Diem! Kenapa lo nggak balik aja ke kepala gue trus ngoceh sepuasnya? Lo berat, tau!
Sambil mendekatkan kepalanya ke wajah Dasa, makhluk itu menyeringai makin lebar. Entah apa yang hendak ia lakukan, tapi tepukan pelan di pundak Dasa menggagalkan niatnya. Makhluk itu hilang dalam sekejap, dan tubuh Dasa yang tadinya sangat berat tiba-tiba menjadi ringan.
"Dasa? Pagi-pagi kok sudah mengkhayal?" tegur pak Sholih, guru agama Dasa, pun orang yang menepuk pundaknya tadi.
Mata Dasa mengerjap-ngerjap. Sesaat, penglihatannya masih blur, setelahnya mulai jelas. Senyum pak Sholih menyambutnya.
"Ayo berwudhu! Antriannya sudah tidak padat tuh," ucap pak Sholih sambil menunjuk ke arah tempat wudhu yang sudah lengang. Tinggal lima siswa yang sedang berwudhu di sana.
Dasa segera bangkit dari posisi berbaring, lalu duduk bersila di depan pak Sholih.
"Ayah saya sudah kaya, Pak." Jawaban Dasa sontak memperbanyak kerutan di dahi pak Sholih.
"Lah?"
"Tujuan shalat duha untuk meminta rezeki 'kan, Pak? Ayah saya tidak butuh doa dari saya. Duitnya sudah banyak.
"Ayah saya juga tidak pernah shalat duha. Tapi rezekinya tetap lancar. Jadi, ngapain saya harus shalat duha?"

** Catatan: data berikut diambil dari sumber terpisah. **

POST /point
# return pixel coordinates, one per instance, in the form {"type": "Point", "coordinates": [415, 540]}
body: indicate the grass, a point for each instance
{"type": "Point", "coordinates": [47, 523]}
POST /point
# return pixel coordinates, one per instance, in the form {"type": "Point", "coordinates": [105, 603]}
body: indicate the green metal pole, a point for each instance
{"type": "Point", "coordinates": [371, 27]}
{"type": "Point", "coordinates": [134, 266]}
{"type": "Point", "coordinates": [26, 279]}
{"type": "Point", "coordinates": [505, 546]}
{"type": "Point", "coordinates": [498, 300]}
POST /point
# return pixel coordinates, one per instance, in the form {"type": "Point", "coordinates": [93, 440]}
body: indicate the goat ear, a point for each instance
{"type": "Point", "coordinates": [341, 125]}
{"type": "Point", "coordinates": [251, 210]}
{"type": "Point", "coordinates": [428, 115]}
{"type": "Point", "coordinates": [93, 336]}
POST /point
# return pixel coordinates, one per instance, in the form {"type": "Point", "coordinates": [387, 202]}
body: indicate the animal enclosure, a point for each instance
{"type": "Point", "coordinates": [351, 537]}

"Yang bilang shalat duha untuk meminta rezeki siapa, Das?"
"Buku LKS yang Bapak bagikan," jawab Dasa singkat. Matanya menatap pak Sholih dengan sorot sungguh-sungguh. Dan kini, guru berusia 40-tahunan itu tersenyum sembari menepuk pundak Dasa.
"Ambil wudhu dulu sana. Kalau ada waktu, kita ngobrolin ini."

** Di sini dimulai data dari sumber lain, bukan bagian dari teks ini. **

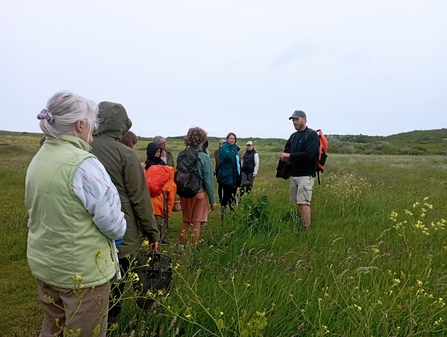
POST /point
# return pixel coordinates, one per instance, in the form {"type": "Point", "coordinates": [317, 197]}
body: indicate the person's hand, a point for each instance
{"type": "Point", "coordinates": [283, 155]}
{"type": "Point", "coordinates": [153, 246]}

"Memangnya harus banget ikut shalat, ya, Pak?" tanya Dasa datar. "Kan tidak berpengaruh pada nilai agama."
"Kan memperbanyak amalan baik, Das. Shalat duha memang tidak wajib, tidak berdosa bila tidak dilakukan, tapi hukumnya sunnah, ibadah juga. Kita rugi loh, kalau menyepelekan perkara sunnah."

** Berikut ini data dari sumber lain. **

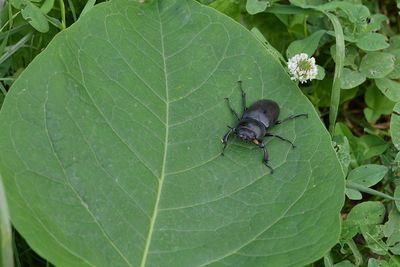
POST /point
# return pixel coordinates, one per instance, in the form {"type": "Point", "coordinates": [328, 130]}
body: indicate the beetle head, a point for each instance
{"type": "Point", "coordinates": [246, 134]}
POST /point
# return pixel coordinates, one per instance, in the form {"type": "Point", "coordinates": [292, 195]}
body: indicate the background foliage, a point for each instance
{"type": "Point", "coordinates": [365, 72]}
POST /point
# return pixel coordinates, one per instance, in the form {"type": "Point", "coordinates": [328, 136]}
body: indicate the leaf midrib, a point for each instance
{"type": "Point", "coordinates": [162, 175]}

Dasa menghela sebelum berujar, "Saya tidak tahu berwudhu, Pak."
Pak Sholih tersenyum lagi. "Ayo, bapak ajarkan!" ucap beliau seraya berdiri sambil memberikan isyarat pada Dasa agar mengikutinya.
Dasa menghirup udara yang beredar di sekitarnya. Tatapannya lurus ke arah pak Sholih.
"Wudhu saja saya tidak tahu, Pak. Apalagi shalat," ucap Dasa yang akhirnya membuat pak Sholih mengangguk mahfum.
"Kamu ikuti gerakan bapak saja. Soal bacaannya, yang wajib cuma Al-Fatihah, tasyahud akhir, shalawat pada tasyahud akhir, dan salam yang pertama. Yang penting gerakannya lengkap dan kamu tuma'ninah."
Lagi-lagi Dasa menggeleng. "Tapi, Pak, saya cuma tahu salam."
Pak Sholih menghela napas berat sambil menatap iba ke arah Dasa. Siapa yang akan menyangka kalau hidup seorang Dasa Wardana yang bergelimang harta dan pemuja itu begitu hampa?
"Bapak tidak akan memaksa kamu. Tapi kalau kamu sudah siap belajar shalat, datang ke saya," ucap pak Sholih sembari menepuk pundak Dasa. "Nah, saya ke dalam dulu. Teman-teman kamu sudah menunggu."